Less than two weeks into Trump’s tenure, it’s clear that even though he has a Republican Congress and needn’t rely on executive orders, as Barack Obama did to overcome partisan obstruction, Donald Trump prefers governing by edict. And if those edicts appeal only to his base’s most hostile extremes, so what.
But as McClintock noted, in a retreat that was secretly taped and shared with the Washington Post, Republicans “will be judged in the election less than two years away” on the outcomes. With President Trump’s approval ratings cratering, perhaps more GOP elected officials should start finding their voices.

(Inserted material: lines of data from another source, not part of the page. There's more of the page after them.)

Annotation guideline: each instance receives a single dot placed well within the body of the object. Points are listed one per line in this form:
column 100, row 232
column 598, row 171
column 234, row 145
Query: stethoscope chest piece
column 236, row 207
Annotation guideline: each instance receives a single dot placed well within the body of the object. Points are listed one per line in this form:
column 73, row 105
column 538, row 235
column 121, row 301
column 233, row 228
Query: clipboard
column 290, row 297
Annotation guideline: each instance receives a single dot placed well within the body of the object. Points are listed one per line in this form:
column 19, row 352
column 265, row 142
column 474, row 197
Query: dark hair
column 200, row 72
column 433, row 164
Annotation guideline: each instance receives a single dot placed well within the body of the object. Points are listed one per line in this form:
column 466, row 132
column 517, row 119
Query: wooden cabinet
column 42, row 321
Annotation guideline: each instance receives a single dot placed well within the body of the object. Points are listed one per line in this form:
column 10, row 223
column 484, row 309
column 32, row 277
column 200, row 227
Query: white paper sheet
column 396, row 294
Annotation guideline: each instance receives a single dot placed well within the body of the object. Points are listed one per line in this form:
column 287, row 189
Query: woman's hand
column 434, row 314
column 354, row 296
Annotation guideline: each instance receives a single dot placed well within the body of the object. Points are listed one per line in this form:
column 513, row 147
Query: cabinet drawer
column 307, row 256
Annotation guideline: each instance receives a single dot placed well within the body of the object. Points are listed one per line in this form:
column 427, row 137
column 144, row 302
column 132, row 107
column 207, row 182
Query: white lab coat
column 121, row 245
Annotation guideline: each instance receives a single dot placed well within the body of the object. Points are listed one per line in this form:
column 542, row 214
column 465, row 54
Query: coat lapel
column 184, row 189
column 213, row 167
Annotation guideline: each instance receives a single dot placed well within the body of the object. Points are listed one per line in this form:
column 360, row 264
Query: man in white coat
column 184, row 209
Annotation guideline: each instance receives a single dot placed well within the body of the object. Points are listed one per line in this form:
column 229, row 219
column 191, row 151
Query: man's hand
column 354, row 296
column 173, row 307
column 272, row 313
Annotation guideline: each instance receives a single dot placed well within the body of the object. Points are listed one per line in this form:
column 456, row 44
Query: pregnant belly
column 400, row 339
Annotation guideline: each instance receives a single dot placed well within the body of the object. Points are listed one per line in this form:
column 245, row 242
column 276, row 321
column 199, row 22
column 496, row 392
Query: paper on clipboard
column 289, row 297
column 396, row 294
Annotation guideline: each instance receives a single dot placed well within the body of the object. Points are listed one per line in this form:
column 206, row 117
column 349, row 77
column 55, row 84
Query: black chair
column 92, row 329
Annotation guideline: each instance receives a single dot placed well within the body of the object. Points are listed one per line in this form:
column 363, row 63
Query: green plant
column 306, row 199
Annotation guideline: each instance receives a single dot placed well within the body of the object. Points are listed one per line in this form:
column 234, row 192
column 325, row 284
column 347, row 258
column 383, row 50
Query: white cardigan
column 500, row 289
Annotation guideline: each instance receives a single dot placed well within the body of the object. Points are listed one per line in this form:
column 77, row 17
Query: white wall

As of Tuesday morning, some 37 of 292 Congressional Republicans have expressed some level of opposition or disappointment over Trump’s crackdown on immigrants. Despite mass demonstrations in airports, corporate condemnations from General Electric Google and many others, hundreds of traumatized people (many with green cards), the other 255 have had nothing to say.
Only 37 Republicans have had the guts to follow the lead of U.S. Sens. Lindsey Graham and John McCain, who had no problem calling out Trump on this latest counterproductive and cruel folly.
In a joint statement, McCain and Graham – who understand that Congress has a constitutional duty to provide a principled check and balance to any White House – issued a joint statement. The travel ban, they said, was “not properly vetted,” “went into effect with little to no consultation with the Departments of State, Defense, Justice, and Homeland Security” and could “become a self-inflicted wound in the fight against terrorism.”
They look like statesmen; others not so much.
After a blizzard of angry Facebook posts, Rep. Jeff Denham slouched into line with Trump, writing, “The safety and security of our communities always come first,” but then added, “the way this recent executive order is playing out has created a lot of uncertainty and unintended consequences.”
This should be in Denham’s sweet spot. His DREAM Act to grant an expedited path to citizenship for those who serve in our military is an excellent idea, but has gone nowhere due to his more strident Republican colleagues. Denham always stands up for his fellow veterans; he should also rise for those who have helped keep them safe. Stanislaus County has more refugees than all but three California counties; they, too, are his constituents.
McClintock knows that even in his deep-red district where many dislike Obamacare, there are still 47,000 covered through the Medi-Cal expansion it funds. Bungling a fix contains real political peril. The same applies to anything Trump breaks – health care, trade, humanitarian imperatives. Those who refuse to stand against Trump’s bad ideas will own the damage.